Showing posts with label Pottsville. Show all posts
Showing posts with label Pottsville. Show all posts

25 November, 2008

By Any Means Necessary...

AG. and CP3 in DC.
Leader of the pack
Fashion forward

"Legend in two games, like I'm Pee Wee Kirkland..."

Pusha T - Grindin'

Many people are going to spend time with their families during the holiday season, so with that I'd like to share a story of family about Chris Paul and I.

He and I are very similar...but before you think that’s a stretch, you must know that we are both young, down-to-earth, friendly people who played college basketball. “CP3” is the very talented point guard while I’m the shooting guard turned journalist. What I admire the most about him is his commitment to his family, and in that, I would say the comparison is right on target.

Family Ties

In the 2002-03 season of his senior year at West Forsyth High School, Chris Paul was on top of the basketball world, playing his way to 30.8 points, 8.0 assists, 6.0 steals and 5.0 rebounds per contest. Fast forward, and was the 2005-06 NBA Rookie and is currently one of the best players in the league.

If you don’t know the correlation between his senior season in high school and where he stands today, it’s simple: He dedicates himself to his family. When his grandfather Nathaniel Fredrick Jones was murdered in 2002, Paul took out his frustration on the opposing team to the tune of 61 points, making one point for every year of his grandfather’s life. With an opportunity to score point 62 on a foul shot, he intentionally missed and took himself out of the game, and the rest is a lesson in love and respect.

For me, my family is at the top of my priority list, and as the middle child I have an opportunity to look to my left to my younger sister, and to the right at my older brother and learn from each of them. However, the one person that I learn and have learned the most from is my mother. She has taught me how to be a man and to lead by example, but while I have the utmost love for my mother, I have the same amount for the woman who raised her, Blanche Holmes. “Aunt” Blanche was born in March of 1897 to sharecropping parents in St. Matthew, SC. 

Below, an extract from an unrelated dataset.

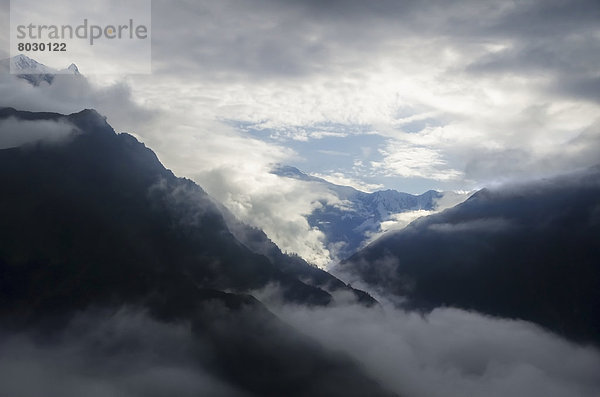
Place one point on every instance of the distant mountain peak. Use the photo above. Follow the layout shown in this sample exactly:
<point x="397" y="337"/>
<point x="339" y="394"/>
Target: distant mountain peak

This is no history lesson, but needless to say she didn’t have any formal training to read, write and do arithmetic. In fact, she grew up during a time where segregation and Jim Crow laws were the standard way of life and African-Americans were not even recognized as human beings…and despite all of that, she gave me the best opportunity I could ever get by raising my mother, beginning in 1953, in Pottsville, Pennsylvania.

I can remember Aunt Blanche, as she would later move in with us and I would wonder what she would think of our television set. Not only was it color, but it was a huge floor model, and we also had a VCR with a remote control. You see, when my mother was growing up, they had a black and white TV and the set was always on CBS because Aunt Blanche thought the TV would break if you turned the channel. She would always tell me when I was actin’ up to “behave yourself before the red car comes and gets you.” The red car was the police, even though by that time police cars in Philadelphia were blue. But she was old school and had I been old enough to realize her wisdom, I could have learned something special from her. She passed away in 1987, but she is with me now more than ever before. I often sit and think of were she came from in relation to me and where I am today.

I’m a college graduate, professional journalist and TV personality, and the only reason is because of what everyone has done before me. Whenever I write a story, there is a direct link to Blanche Holmes because she was denied education. Whenever I appear on television, I have to give thanks, because I know in my heart that it is truly a blessing. One of the shows that my mother and Aunt Blanche used to watch was the Ed Sullivan Show. I haven’t appeared on the CBS Network yet, but when that day comes, I know that my Aunt Blanche will be watching…

When I met Chris Paul, I thought of him and his grandfather, and this story just came to me, so I wrote it down, and here it is.